L’affaire a été appelée le 3 juillet 2025 et renvoyée à l’audience du 16 octobre 2025, date à laquelle l’affaire a été plaidée.
A cette audience, la société SA [C] Habitat, représentée par son conseil, expose avoir accepter que les locataires justifient en cours de délibéré de l’assurance locative à compter de la date du commandement de payer soit du 15 avril 2024. Elle actualise sa créance au 16 octobre 2025 à la somme de 4 776,24 euros. Elle estime que la proposition de paiement effectuée n’est pas suffisante.
Mme [X] [H] et M. [T] [G], représentés par leur conseil, proposent un paiement de leur dette par mensualités de 50 euros en plus du loyer. Leur conseil sollicite le bénéfice de l’aide juridictionnelle provisoire.
A l’issue de l’audience, l’affaire a été mise en délibéré au 8 janvier 2026.
DISCUSSION :
Sur la résiliation du bail :
— Sur la recevabilité de l’action en résiliation du bail :
La société [C] Habitat justifie avoir saisi la Ccapex en date du 16 avril 2024, soit plus de deux mois avant l’assignation conformément aux dispositions de l’article 24 II de la loi n°89-462 du 6 juillet 1989.
Par ailleurs, la société [C] Habitat justifie également avoir notifié au préfet du Nord en date du 20 mai 2025, soit plus de six semaines avant la date de l’audience, l’assignation visant à obtenir l’expulsion, conformément aux dispositions de l’article 24 II de la loi n°89-462 du 6 juillet 1989 dans sa rédaction issue de la loi n°2023-668 du 27 juillet 2023.
L’action en résiliation de bail est donc recevable.
— Sur le bien-fondé de la demande en constatation de la résiliation :
L’article 24 I de la loi n°89-462 du 6 juillet 1989 dans sa rédaction antérieure à la loi n°2023-668 du 27 juillet 2023 prévoit que « toute clause prévoyant la résiliation de plein droit du contrat de location pour défaut de paiement du loyer ou des charges aux termes convenus ou pour non-versement du dépôt de garantie ne produit effet que deux mois après un commandement de payer demeuré infructueux ».

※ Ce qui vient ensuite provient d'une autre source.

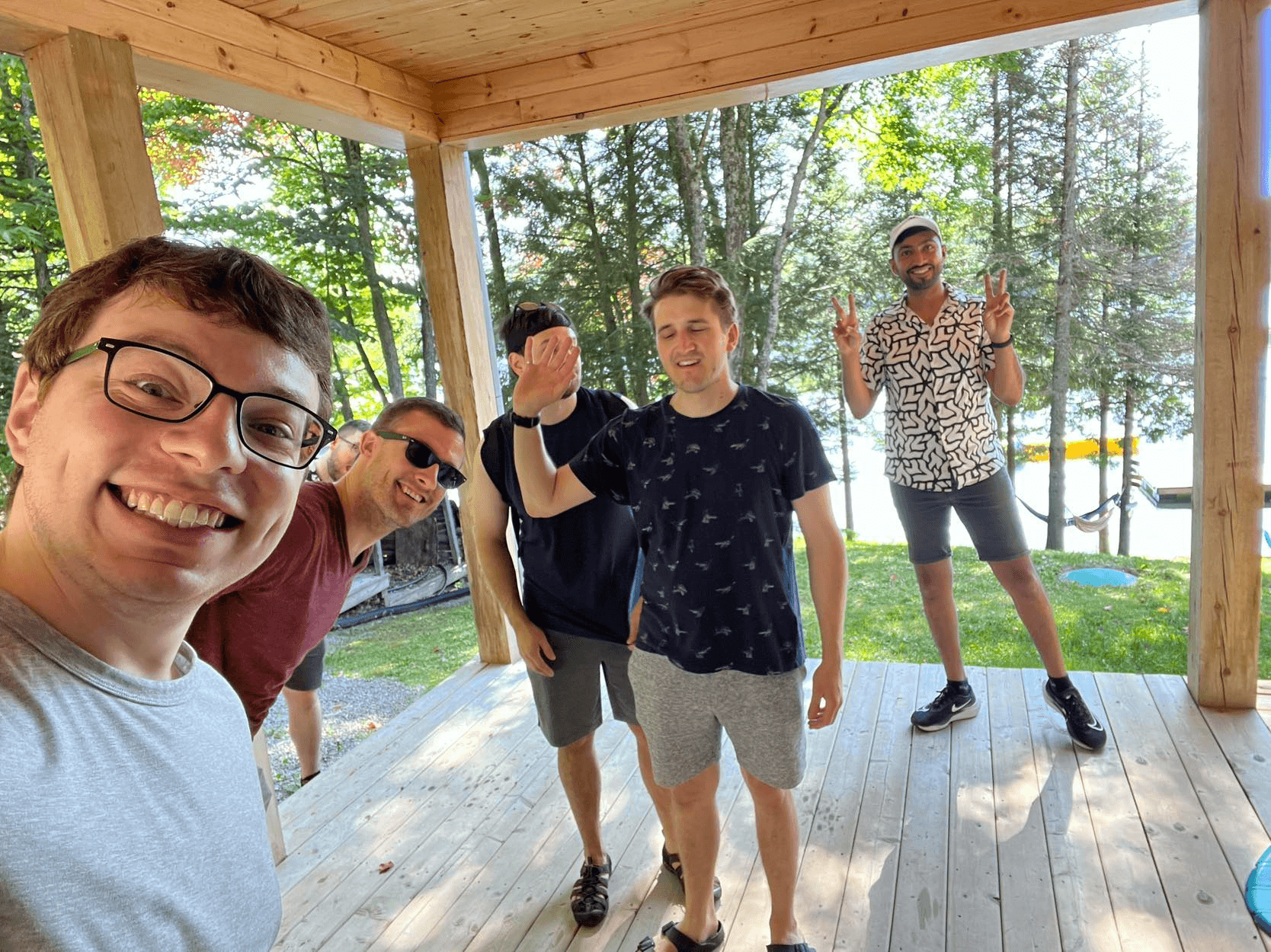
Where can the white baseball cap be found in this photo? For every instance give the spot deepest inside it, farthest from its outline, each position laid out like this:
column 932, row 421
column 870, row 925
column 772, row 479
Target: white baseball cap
column 909, row 224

Le bail conclu le 30 mars 2010 contient une clause résolutoire pour défaut de paiement des loyers et des charges et un commandement de payer visant cette clause a été signifié à Mme [X] [H] et à M. [T] [G] le 15 avril 2024, pour la somme en principal de 817, 48 euros.
Par ailleurs, il ressort du relevé de compte produit aux débats que ce commandement est demeuré infructueux pendant plus de deux mois, dans la mesure où le versement effectué par Mme [X] [H] et M. [T] [G] n’était insuffisant.
En conséquence, il y a lieu de constater que les conditions d’acquisition de la clause résolutoire contenue dans le bail se sont trouvées réunies à la date du 15 juin 2024 à 24.00 heures.
Sur le décompte des sommes dues et la demande principale en paiement :
En application de l’article 7 de la loi n°89-462 du 6 juillet 1989, le locataire est tenu au paiement du loyer et des charges aux termes convenus.
En l’occurrence, la société [C] Habitat actualise à l’audience sa créance locative à la somme de 4 776,24 euros au titre des loyers, charges et indemnités d’occupation impayés, arrêtée au 16 octobre 2025, échéance du mois de septembre 2025 comprise.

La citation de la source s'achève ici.